Oligomerization properties of FurA from the cyanobacterium Anabaena sp. PCC 7120: Direct visualization by in situ atomic force microscopy under different redox conditions

Fur proteins are global prokaryotic transcriptional regulators. Functional studies of FurA from the cyanobacterium Anabaena sp. PCC 7120 evidenced the influence of the redox environment in the activity of the regulator and its ability to aggregate through disulphide bridges. Atomic force microscopy allows single-molecule imaging and monitorization of the status of FurA under different redox conditions mimicking a physiological environment. The estimated FurA average diameter was of 4 nm. In the absence of reducing agents, the purified FurA is mainly associated as trimers, being 40 degrees the prevalent angle alpha conformed by protein monomers. Reducing conditions induces trimer rearrangement to protein monomers and a major fraction of FurA dimers. Disruption of the dimeric assemblies and appearance of higher order aggregates, namely trimers and tetramers are induced by oxidation with diamide or hydrogen peroxide. The homogeneity of the angles exhibited by the trimeric particles, as well as the occurrence of dimers in the presence of DTT, suggests the participation of relatively specific hydrophobic interactions maintaining the dimer. Direct visualization of the regulator under liquid phase at molecular resolution unravels the importance of non-polar interactions in FurA dynamics and shows that in Anabaena disulphide bridges are not essential for the dimerization of FurA.

Exploring the interaction of microcystin-LR with proteins and DNA.

The physiological role of microcystin-LR is still under discussion, and since binding of microcystin-LR to proteins different from their main cellular targets was described, we have performed experiments in order to explore this interaction. A non-specific interaction of microcystin-LR with a variety of soluble proteins in vitro is disrupted when using organic solvents such as methanol. The isoelectric point of proteins is not affected by their interaction with microcystin-LR, even though the presence of microcystin-LR alters the pool of peptides obtained by tryptic digestions.

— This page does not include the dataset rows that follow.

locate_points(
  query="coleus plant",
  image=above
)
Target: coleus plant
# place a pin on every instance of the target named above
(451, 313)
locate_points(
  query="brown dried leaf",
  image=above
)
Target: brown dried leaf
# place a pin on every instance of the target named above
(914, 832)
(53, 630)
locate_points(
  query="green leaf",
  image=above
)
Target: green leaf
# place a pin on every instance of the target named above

Under the conditions tested, microcystin-LR does not exhibit affinity for DNA. Although it is unlikely that the non-specific binding of microcystin-LR to proteins has a physiological meaning, one must be aware of the fact that determinations of the toxin extracted from any biological sample may be affected by the presence of proteins in the extracts. Consequently, we strongly recommend use organic solvents and to lyophilise the tissue samples to guarantee the accessibility of these organic solvents to microcystin-LR when performing experiments with tissue or cell extracts.